BizTalk Flat File schema optional attribute issue

I encountered this interesting issue and thanks to Colin we were able to resolve it. There will be situations you will encounter when adding additional optional attributes to a Flat File (FF) schema in BizTalk will cause problems. To get around this you basically will need to set the following properties to relax the parsing of the attributes which break.

1
2
3

- parser_optimization="complexity"
- allow_early_termination="true"
- early_terminate_optional_fields="true"

This got me thinking more and wanting to understand what does changing these attributes mean under the covers. Below is what I found out on each of these.

On parser_optimization:

Setting the parser_optimization to complex essentially generates a more complicated grammar (it uses both a top down and bottom up parsing); this grammar is then used to parse the FF.
The complicated grammar is better when parsing records with more optional nested options – however it still cannot handle all the layout conditions and can still break in some situations.
And given the runtime is doing more things, this will be slower than the other option called ‘speed’ (yeah no kidding Sherlock!).
- The reason the ‘speed’ option is faster is because it uses top-down parsing only.
In addition you should also set lookahead_depth to zero (more on this below) to avoid validation failures (against a schema) when there are many optional nodes in the same group/record.

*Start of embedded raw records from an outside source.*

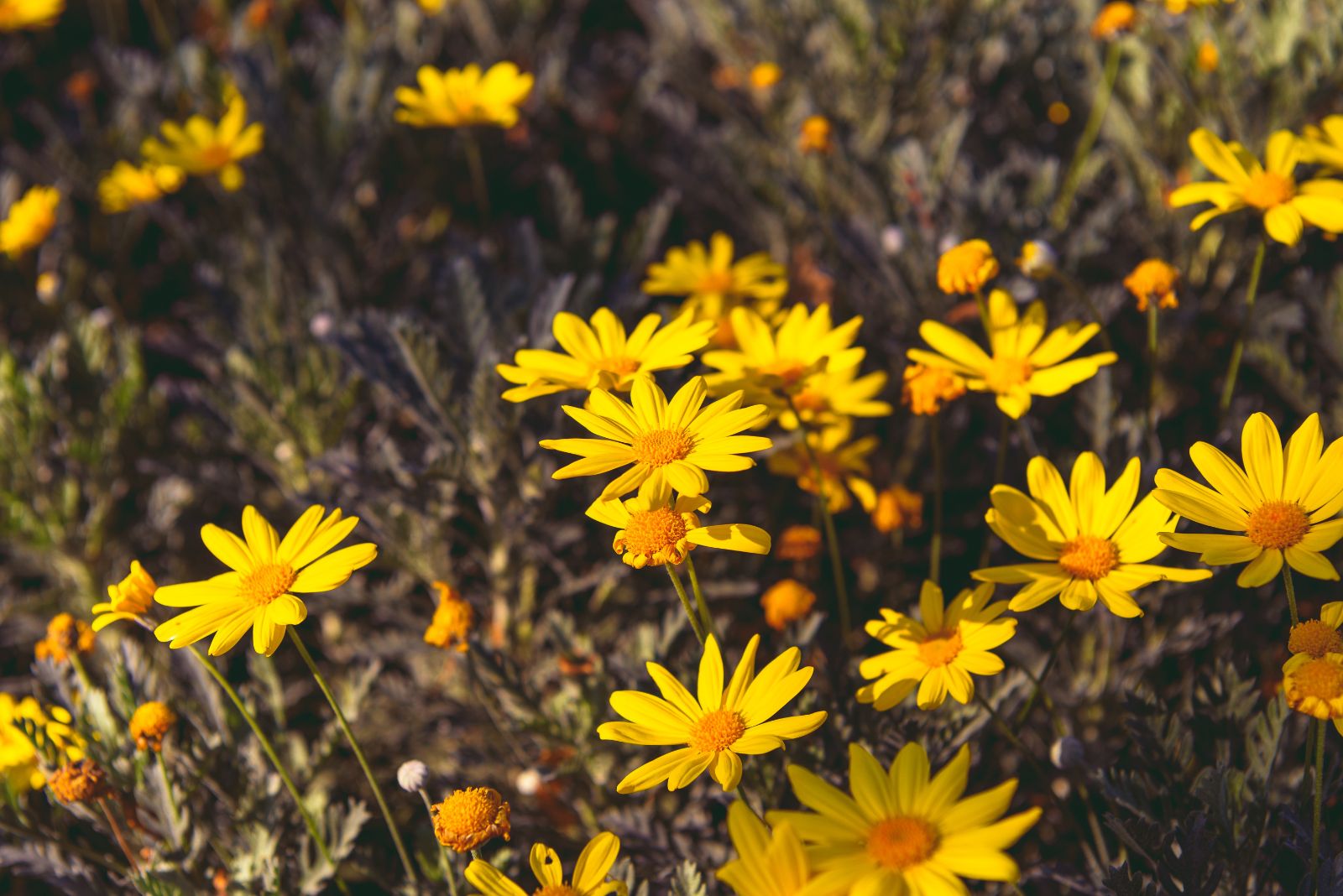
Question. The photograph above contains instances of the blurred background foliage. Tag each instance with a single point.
(328, 333)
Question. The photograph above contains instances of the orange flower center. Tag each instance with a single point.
(1090, 557)
(660, 447)
(1278, 524)
(1005, 374)
(901, 842)
(266, 582)
(718, 730)
(1314, 638)
(940, 649)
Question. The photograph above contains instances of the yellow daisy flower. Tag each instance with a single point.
(1094, 544)
(590, 873)
(718, 726)
(656, 530)
(664, 441)
(463, 96)
(769, 862)
(1284, 508)
(205, 148)
(602, 354)
(939, 654)
(128, 185)
(901, 832)
(29, 221)
(1025, 361)
(713, 284)
(1269, 188)
(266, 571)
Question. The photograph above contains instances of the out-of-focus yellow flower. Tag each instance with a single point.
(655, 530)
(1154, 280)
(463, 96)
(30, 15)
(127, 600)
(29, 221)
(816, 136)
(939, 652)
(786, 602)
(1114, 19)
(266, 571)
(203, 148)
(453, 620)
(590, 873)
(897, 508)
(1269, 188)
(901, 832)
(1284, 508)
(602, 356)
(719, 726)
(844, 466)
(1025, 361)
(127, 185)
(966, 268)
(927, 389)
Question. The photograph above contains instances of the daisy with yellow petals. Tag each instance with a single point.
(590, 873)
(1282, 508)
(1269, 188)
(718, 726)
(901, 833)
(602, 356)
(939, 652)
(1092, 542)
(1022, 361)
(661, 441)
(266, 575)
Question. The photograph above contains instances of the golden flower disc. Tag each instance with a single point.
(1278, 524)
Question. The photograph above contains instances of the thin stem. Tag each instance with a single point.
(280, 766)
(698, 596)
(359, 754)
(1090, 133)
(685, 602)
(1233, 367)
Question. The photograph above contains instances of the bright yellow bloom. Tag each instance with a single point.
(661, 441)
(656, 530)
(127, 185)
(1092, 544)
(1283, 508)
(29, 221)
(844, 466)
(713, 284)
(1268, 188)
(966, 268)
(1314, 685)
(1154, 280)
(939, 652)
(1025, 361)
(127, 600)
(266, 571)
(30, 15)
(602, 356)
(463, 96)
(718, 726)
(769, 862)
(1323, 143)
(590, 873)
(901, 832)
(203, 148)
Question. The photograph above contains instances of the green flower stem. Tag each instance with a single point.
(280, 766)
(685, 602)
(359, 754)
(1233, 367)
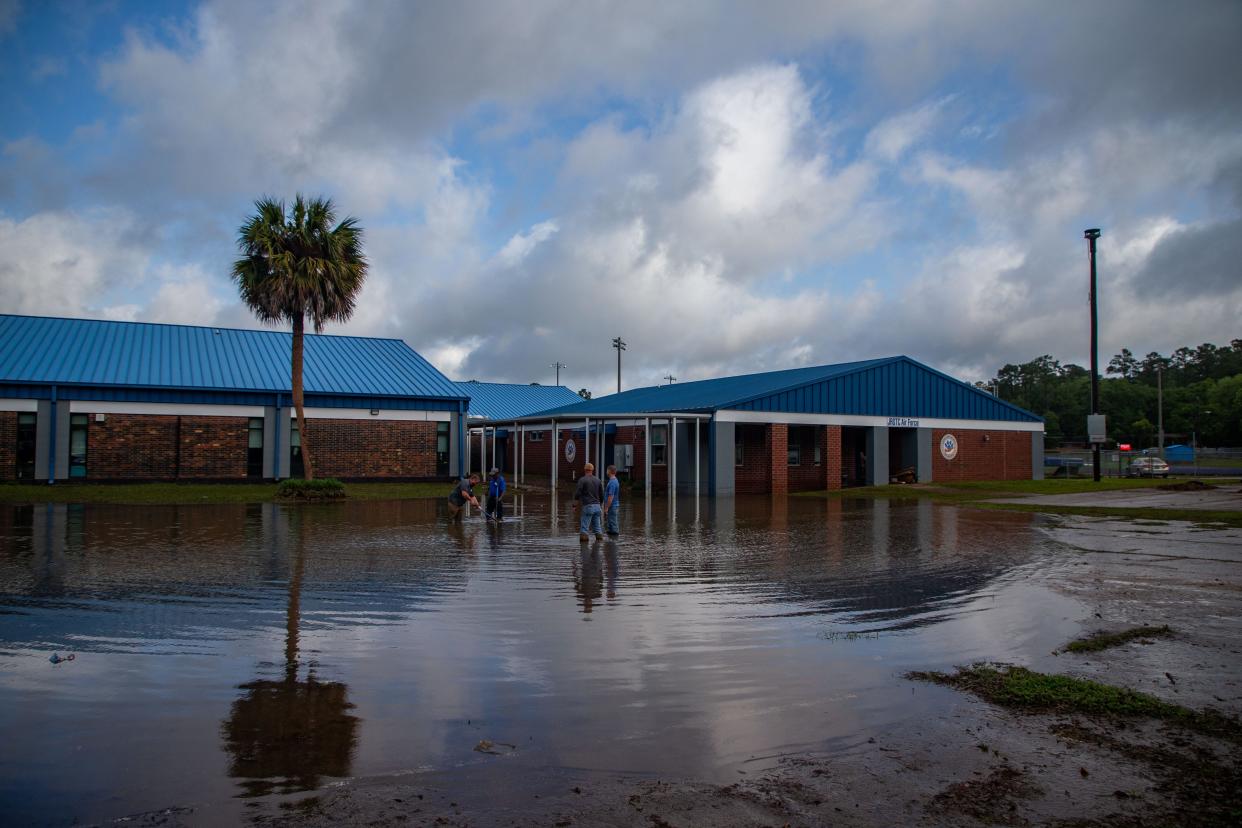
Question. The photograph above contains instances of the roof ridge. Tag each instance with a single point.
(176, 324)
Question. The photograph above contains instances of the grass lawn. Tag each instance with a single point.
(186, 493)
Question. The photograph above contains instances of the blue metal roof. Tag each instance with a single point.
(508, 401)
(894, 386)
(86, 351)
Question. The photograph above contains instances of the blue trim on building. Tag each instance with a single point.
(896, 386)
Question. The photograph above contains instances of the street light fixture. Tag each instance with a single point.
(1091, 236)
(617, 343)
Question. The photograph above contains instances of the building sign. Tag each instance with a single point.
(1097, 428)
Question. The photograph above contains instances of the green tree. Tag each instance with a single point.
(294, 263)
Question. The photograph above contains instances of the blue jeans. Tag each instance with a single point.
(590, 519)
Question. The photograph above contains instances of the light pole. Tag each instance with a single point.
(1091, 236)
(617, 343)
(1160, 409)
(558, 365)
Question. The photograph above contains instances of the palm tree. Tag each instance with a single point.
(296, 265)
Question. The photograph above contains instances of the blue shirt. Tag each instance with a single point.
(496, 487)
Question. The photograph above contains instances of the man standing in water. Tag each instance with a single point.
(494, 492)
(588, 495)
(612, 502)
(462, 494)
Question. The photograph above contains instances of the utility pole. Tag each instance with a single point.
(1160, 409)
(1091, 236)
(617, 343)
(558, 365)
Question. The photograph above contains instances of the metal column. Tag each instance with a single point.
(672, 456)
(697, 440)
(555, 452)
(646, 454)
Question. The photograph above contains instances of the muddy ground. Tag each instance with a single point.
(981, 765)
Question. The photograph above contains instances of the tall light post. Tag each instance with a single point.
(617, 343)
(558, 365)
(1091, 236)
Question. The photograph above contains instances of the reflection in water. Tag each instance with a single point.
(286, 735)
(722, 642)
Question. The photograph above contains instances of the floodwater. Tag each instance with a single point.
(229, 654)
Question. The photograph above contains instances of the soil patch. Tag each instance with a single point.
(1102, 639)
(1186, 486)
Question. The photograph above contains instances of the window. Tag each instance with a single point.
(442, 450)
(660, 445)
(297, 469)
(77, 445)
(26, 425)
(255, 448)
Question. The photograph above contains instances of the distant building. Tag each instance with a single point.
(821, 427)
(502, 402)
(135, 401)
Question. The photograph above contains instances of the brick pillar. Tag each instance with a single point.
(778, 457)
(830, 451)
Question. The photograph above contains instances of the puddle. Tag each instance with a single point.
(229, 654)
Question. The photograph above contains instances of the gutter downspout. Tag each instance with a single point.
(51, 447)
(461, 436)
(276, 450)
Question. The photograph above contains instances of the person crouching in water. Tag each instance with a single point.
(589, 495)
(462, 494)
(494, 492)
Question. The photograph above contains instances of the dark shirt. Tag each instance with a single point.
(589, 490)
(463, 492)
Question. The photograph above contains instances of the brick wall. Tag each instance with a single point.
(373, 448)
(8, 445)
(1002, 456)
(214, 447)
(778, 454)
(137, 447)
(753, 477)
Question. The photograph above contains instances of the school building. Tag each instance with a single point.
(822, 427)
(135, 401)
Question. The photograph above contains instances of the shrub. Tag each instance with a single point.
(324, 489)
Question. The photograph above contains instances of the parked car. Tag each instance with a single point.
(1148, 467)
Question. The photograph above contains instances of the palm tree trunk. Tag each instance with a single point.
(298, 325)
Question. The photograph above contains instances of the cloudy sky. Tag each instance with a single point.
(729, 186)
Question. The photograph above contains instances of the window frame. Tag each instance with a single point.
(660, 450)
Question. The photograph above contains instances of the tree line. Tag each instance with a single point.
(1202, 395)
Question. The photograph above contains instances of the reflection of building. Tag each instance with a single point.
(237, 555)
(806, 428)
(114, 400)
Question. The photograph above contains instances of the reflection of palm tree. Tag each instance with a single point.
(285, 735)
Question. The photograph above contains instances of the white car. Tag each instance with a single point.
(1148, 467)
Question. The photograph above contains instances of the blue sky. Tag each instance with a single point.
(756, 188)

Changing the lookahead_depth itself is trivial but you need to be a little more aware of what this means:

This essentially tells the parser when making a parsing prediction how far ahead to look in the token stream.
Setting this to Zero essentially means ‘infinite lookahead’ which in turn means more memory will be consumed.
Depending on how busy your BizTalk servers are and how much memory pressure you already experience processing various files (and their sizes), this might be an issue.

Basically, the FF parser is a streaming parser and implemented as a leftmost derivation which takes in a CFG . Essentially when we change the lookahead_depth to zero we change do not restrict this and the parser can recognize tokens using DFA perhaps (of course we don’t know the real implementation).

For those old school like me, and have played with yacc – that is a LL(1) parser – essentially parse the grammar with one token lookahead.

On allow_early_termination=“true”:

When working with FF’s BizTalk expects that every line is of the same length (either because of the data contained padded with spaces). However if it finds a newline (CR + LF) character then it breaks and you get an error something along the lines of “Unexpected data found while looking for: \r\n”.
Adding the allow_early_termination setting helps fix this. Read more here .
Also note that only the right-most positional field is allowed to early terminate.

Lastly, the early_terminate_optional_fields attribute enables early termination of optional trailing fields. A couple of points to note on this:

If your schema does not have this annotation and you open that in the BizTalk editor, then it will automatically add this annotation explicitly and set it to the default value of False.
This only takes affect if you also have the allow_early_termination annotation set to True.
More details on this here .

And in case you were wondering this is a supported option by Microsoft as shown in this KB article .